しかし、ご安心ください。過去7年分の国家試験を徹底分析した結果、心電図問題には明確な「出題パターン」と「見るべきポイント」が存在することがわかりました。
この記事は、単なる暗記リストではありません。複雑な心電図を「物語」として読み解くための思考法をゼロから解説し、あなたがどんな波形を見ても動じない、本物の読影力を身につけるための究極のガイドブックです。
【データ分析】国試における心電図の重要性
過去7年間(第65回〜第71回)の国家試験で、純粋な「心電図」に関連する問題は、合計23問出題されています。これは、毎年平均して3問が心電図から出題される計算です。合否を分けるこの数点を、確実に得点源にしましょう。
▼ クリックして出題ソース(全23問)を見る
第71回: AM-16, AM-17, PM-18
第70回: AM-17, AM-18, PM-16,PM-17
第69回: AM-17, PM-17
第68回: AM-16, PM-17,PM-18
第67回: AM-16, AM-17, AM-18, PM-16
第66回: AM-19,PM-17
第65回: AM-17,AM-18,PM-16,PM-17,PM-18
Part 1:【超・基礎】心電図を読み解くための3つの神器
難しい波形を見る前に、まずは基本となる3つの知識(神器)を完璧にしましょう。
神器①:P-QRS-T波の意味と正常値
心電図は、心臓の電気的な興奮の物語です。
- P波:心房の興奮(脱分極)。(正常:高さ<0.25mV, 幅<0.11秒)
- QRS波:心室の興奮(脱分極)。(正常:幅<0.10秒)
- T波:心室の興奮からの回復(再分極)。
- PQ時間(PR時間):心房→心室の伝導時間。(正常:0.12〜0.20秒)
神器②:12誘導の役割(心臓の壁を見る)
壁の場所 | 対応する誘導 |
---|---|
前壁・中隔 | V1, V2, V3, V4 |
側壁 | Ⅰ, aVL, V5, V6 |
下壁 | Ⅱ, Ⅲ, aVF |
神器③:電極の正しい位置
胸部誘導の電極位置は、働き出してからも絶対に知っておかなければならない必須知識です。(名前を覚える必要があるかは疑問ですが笑)
- V1:第4肋間胸骨右縁
- V2:第4肋間胸骨左縁
- V4:第5肋間と左鎖骨中線の交点
- V3:V2とV4の中間
- V5:V4と同じ高さで、左前腋窩線上
- V6:V4と同じ高さで、左中腋窩線上
Part 2:【さい流・読影術】どんな波形も5ステップで必ず読める!
国試の画像問題が出たら、焦らずこの5ステップで波形を見ていきましょう。
- Step1:リズムは整か?(R-R間隔)
→R波の間隔が一定なら「整」、バラバラなら「不整」。R-R間隔の不整は、心房細動を強く疑うきっかけになります。 - Step2:P波はあるか?QRS波と連動しているか?

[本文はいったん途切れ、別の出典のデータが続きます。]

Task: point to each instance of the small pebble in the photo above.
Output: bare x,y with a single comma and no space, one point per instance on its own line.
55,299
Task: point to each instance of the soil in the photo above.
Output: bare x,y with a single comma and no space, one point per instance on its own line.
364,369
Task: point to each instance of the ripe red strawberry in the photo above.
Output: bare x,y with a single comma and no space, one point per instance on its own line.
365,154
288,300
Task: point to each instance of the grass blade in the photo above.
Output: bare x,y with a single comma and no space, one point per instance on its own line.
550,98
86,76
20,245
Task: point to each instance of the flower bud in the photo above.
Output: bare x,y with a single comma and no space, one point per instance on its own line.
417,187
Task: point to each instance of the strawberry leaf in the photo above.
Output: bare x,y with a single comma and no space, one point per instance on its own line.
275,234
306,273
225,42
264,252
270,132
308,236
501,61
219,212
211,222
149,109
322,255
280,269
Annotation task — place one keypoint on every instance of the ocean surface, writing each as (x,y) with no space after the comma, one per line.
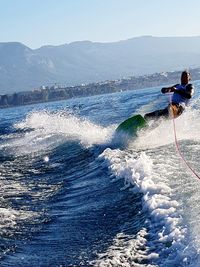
(72,193)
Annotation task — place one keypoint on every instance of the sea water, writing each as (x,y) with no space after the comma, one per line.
(71,196)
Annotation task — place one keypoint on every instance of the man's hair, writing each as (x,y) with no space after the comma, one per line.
(185,72)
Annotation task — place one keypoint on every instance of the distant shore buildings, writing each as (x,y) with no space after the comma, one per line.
(57,92)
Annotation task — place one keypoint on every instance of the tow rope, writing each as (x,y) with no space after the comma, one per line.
(177,145)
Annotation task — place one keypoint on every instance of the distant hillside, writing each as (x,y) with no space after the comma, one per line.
(22,68)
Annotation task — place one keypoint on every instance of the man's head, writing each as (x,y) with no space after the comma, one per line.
(185,77)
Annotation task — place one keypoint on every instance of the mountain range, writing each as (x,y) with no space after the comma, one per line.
(23,68)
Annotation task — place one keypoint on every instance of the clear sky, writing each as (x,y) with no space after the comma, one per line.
(54,22)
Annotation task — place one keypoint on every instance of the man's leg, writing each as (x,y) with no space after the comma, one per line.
(157,114)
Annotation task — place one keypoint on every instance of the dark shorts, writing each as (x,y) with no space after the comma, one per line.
(173,110)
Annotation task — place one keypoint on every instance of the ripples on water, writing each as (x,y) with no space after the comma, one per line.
(71,197)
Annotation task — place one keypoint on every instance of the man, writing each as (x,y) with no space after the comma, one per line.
(180,99)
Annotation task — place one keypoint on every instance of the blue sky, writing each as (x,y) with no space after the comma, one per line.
(42,22)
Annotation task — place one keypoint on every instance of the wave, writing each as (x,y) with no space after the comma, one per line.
(163,240)
(41,131)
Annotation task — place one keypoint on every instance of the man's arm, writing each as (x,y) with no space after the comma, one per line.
(187,93)
(168,89)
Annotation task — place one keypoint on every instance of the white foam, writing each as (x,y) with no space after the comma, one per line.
(51,129)
(164,224)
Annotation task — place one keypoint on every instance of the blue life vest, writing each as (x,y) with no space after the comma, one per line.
(178,99)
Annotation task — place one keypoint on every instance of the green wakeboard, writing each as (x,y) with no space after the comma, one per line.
(132,125)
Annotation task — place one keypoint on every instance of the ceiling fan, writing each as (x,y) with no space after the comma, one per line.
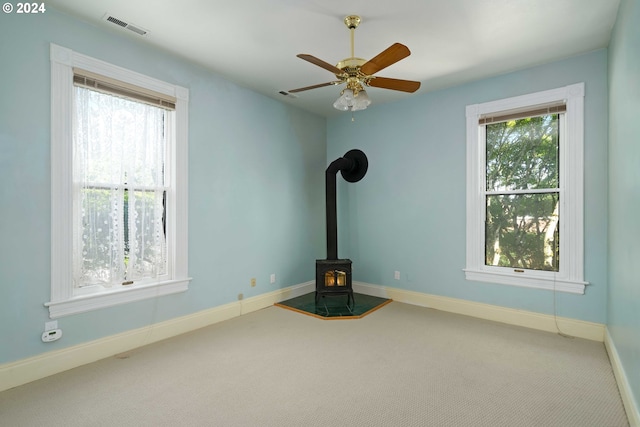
(358,73)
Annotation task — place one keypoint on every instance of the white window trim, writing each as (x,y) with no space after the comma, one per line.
(65,300)
(570,278)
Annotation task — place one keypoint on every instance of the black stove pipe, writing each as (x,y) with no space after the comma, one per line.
(353,167)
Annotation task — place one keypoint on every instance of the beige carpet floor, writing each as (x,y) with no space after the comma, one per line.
(399,366)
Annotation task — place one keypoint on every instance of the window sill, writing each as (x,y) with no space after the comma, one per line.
(537,282)
(110,298)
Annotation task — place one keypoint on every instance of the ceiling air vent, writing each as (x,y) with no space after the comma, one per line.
(131,27)
(285,93)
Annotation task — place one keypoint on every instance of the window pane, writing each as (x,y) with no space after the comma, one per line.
(523,154)
(522,231)
(102,259)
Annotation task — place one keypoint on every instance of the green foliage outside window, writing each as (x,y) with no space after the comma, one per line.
(522,180)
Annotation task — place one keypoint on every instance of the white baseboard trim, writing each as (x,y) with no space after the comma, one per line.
(543,322)
(628,399)
(43,365)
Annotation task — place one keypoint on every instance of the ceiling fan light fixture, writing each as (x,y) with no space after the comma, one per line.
(361,101)
(345,101)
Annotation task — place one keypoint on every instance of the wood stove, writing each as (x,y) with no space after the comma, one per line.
(333,275)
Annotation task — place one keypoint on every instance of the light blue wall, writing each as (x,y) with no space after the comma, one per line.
(623,321)
(408,213)
(256,175)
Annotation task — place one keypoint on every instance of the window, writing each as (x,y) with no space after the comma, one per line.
(524,190)
(119,185)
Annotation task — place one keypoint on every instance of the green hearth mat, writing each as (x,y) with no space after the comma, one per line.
(334,306)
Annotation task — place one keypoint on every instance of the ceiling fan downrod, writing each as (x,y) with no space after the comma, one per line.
(352,22)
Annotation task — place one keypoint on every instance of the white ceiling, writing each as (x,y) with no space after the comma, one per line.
(255,42)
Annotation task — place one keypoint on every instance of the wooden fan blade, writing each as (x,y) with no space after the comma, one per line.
(314,86)
(394,84)
(321,63)
(389,56)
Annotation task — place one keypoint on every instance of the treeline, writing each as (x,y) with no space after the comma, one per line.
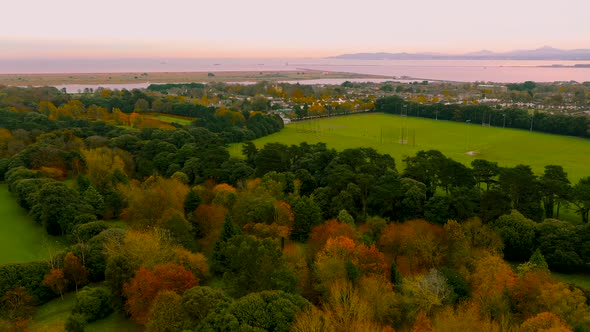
(128,108)
(560,124)
(164,88)
(294,238)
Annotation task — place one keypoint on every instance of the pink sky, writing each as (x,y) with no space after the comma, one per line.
(303,28)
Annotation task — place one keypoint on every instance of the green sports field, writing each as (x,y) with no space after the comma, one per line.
(460,141)
(20,239)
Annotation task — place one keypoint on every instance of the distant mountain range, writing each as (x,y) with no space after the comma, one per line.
(543,53)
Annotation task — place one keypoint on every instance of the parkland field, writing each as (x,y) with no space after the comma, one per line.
(21,240)
(404,136)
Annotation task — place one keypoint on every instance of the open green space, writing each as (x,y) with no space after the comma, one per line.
(52,317)
(459,141)
(21,239)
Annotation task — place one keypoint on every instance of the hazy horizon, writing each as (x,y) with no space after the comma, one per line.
(261,28)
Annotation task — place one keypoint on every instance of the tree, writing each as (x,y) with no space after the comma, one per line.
(142,290)
(118,272)
(74,270)
(198,302)
(166,313)
(94,303)
(264,311)
(581,197)
(523,188)
(422,323)
(489,281)
(55,280)
(57,206)
(17,304)
(545,321)
(307,214)
(485,171)
(254,265)
(518,235)
(555,186)
(426,167)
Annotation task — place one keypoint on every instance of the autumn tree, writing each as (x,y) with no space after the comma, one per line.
(17,304)
(142,290)
(489,281)
(422,323)
(254,265)
(545,321)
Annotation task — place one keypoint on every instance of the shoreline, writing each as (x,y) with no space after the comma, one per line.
(53,79)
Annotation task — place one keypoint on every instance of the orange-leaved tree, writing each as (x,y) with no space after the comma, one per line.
(142,290)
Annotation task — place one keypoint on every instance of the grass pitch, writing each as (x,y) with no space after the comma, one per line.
(404,136)
(21,239)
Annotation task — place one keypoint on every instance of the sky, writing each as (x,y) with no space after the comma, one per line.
(300,28)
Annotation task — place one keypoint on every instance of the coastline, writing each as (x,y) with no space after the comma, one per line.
(55,79)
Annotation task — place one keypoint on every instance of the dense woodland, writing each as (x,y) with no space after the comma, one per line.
(299,238)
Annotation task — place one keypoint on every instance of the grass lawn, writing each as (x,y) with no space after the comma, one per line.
(21,239)
(52,316)
(508,147)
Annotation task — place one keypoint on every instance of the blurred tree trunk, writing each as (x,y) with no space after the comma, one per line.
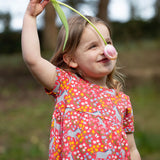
(103,10)
(157,10)
(50,30)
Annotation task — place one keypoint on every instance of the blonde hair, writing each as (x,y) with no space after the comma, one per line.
(76,27)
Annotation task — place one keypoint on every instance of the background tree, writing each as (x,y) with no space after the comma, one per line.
(103,10)
(50,30)
(157,10)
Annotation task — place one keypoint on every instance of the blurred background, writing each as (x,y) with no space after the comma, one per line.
(25,110)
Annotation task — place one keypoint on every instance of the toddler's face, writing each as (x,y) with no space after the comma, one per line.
(89,55)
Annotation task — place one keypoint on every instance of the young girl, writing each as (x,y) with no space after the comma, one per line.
(92,118)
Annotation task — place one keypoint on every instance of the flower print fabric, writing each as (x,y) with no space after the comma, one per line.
(89,121)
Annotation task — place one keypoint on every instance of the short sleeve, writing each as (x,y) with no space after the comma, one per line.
(61,83)
(128,121)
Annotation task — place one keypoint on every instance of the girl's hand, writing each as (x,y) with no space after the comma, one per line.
(35,7)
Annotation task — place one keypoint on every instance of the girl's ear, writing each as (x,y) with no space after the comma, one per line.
(70,61)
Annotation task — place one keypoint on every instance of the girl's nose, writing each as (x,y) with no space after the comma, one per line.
(110,52)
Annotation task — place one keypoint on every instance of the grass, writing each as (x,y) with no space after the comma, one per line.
(25,110)
(145,101)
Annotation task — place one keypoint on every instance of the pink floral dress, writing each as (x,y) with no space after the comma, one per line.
(89,122)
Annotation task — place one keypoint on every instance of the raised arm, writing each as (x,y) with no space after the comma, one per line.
(42,70)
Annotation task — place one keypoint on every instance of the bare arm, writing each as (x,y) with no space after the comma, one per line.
(42,70)
(132,146)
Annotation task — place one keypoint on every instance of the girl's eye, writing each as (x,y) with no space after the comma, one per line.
(92,46)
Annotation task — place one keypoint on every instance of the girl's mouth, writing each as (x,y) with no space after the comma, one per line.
(104,60)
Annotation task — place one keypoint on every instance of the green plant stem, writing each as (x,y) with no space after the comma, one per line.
(61,3)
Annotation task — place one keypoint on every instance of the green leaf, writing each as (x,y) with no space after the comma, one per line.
(62,18)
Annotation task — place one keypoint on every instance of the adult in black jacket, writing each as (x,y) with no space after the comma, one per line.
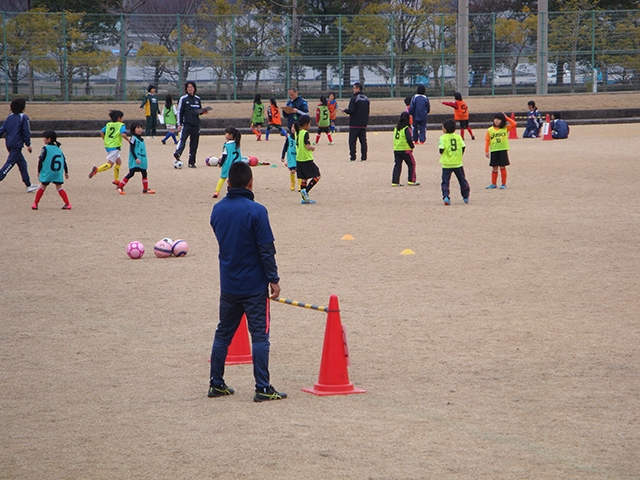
(358,111)
(189,111)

→P波が見当たらなかったり、P波とQRS波がバラバラに動いていたりしたら、房室ブロックを疑います。PQ時間の延長もここでチェック! - Step3:QRS波の幅は広いか?狭いか?
→QRS幅が3マス(0.12秒)以上なら「幅が広い(wide QRS)」。これは、興奮が心室内の特殊心筋(刺激伝導系)を正常に通っていないサインであり、脚ブロックや心室性不整脈を考える重要な所見です。 - Step4:STは上がってる?下がってる?
→基線(PQ部分)からST部分が上がっていれば「ST上昇」、下がっていれば「ST低下」。これは心筋の虚血(酸欠状態)を示唆し、心筋梗塞や狭心症を鑑別する上で最も重要な所見の一つです。 - Step5:神器②の出番!どの誘導で変化が起きているか?
→ST変化や異常Q波が起きている誘導から、心臓のどの壁に異常があるのか(前壁?下壁?)を特定します。
Part 3:【過去問演習】7年分の全16問を徹底解説!
ここからは、実際に過去問を解きながら、知識を定着させていきましょう。
【第71回 午前 問16】
問題:標準 12 誘導心電図で V4 誘導の電極位置はどれか。
- 第 4 肋間胸骨右縁
- 第 4 肋間胸骨左縁
- 第 5 肋間と左鎖骨中線の交点
- 第 5 肋間と左前腋窩線の交点
- 第 5 肋間と左中腋窩線の交点
【解答】3
【さい流・ポイント解説】
これは絶対に落とせない超・頻出の知識問題です。「神器③」で解説した通り、V4の電極位置は「第5肋間と左鎖骨中線の交点」です。他の選択肢がどの電極位置を指すかもしっかり復習しておきましょう!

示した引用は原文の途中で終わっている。